Colors, Chords, Creativity: IAP workshop hosted by the Department of Civil & Environmental Engineering explores universal design principles

Artist Joan Levy Hepburn and Joe Bouchard (Blue Öyster Cult) presented their work in painting, color and music in the IAP course “Colors, Chords, Creativity,” which was sponsored by the Department of Civil & Environmental Engineering. Influenced by mentorships with Willem de Kooning and Dave von Ronk, Hepburn developed her own color theory that combines light and pigment theories.

Markus Buehler, Professor and Head of the department of Civil & Environmental Engineering, hosted this workshop. Hepburn contacted Buehler after reading an op-ed he published in New Scientist on the relationship between music and materials, “I use music to make better spider silk: The universal patterns of nature.”  She says, she found the article particularly inspiring because “it is exactly the kind of thing I teach people in painting and drawing classes.”

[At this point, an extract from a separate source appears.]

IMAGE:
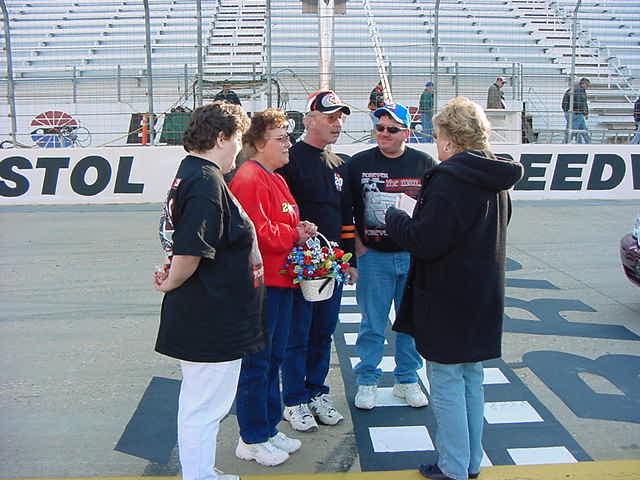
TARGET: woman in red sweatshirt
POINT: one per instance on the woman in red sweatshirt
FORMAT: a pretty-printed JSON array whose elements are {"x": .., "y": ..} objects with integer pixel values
[{"x": 267, "y": 200}]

According to Buehler, he invited Hepburn and Bouchard to MIT to foster creativity across all disciplines: “Creative processes are important in science and engineering, including in design. Moreover, some scientists are becoming increasingly interested in exploring synergistic approaches that build on shared principles between disparate disciplines, to explain structures and functions, in different spaces, and to create new engineered systems based on such knowledge. The IAP seminar with Joan and Joe was an amazing opportunity to bring such cross-disciplinary thinking to an audience of MIT students, postdocs and faculty.”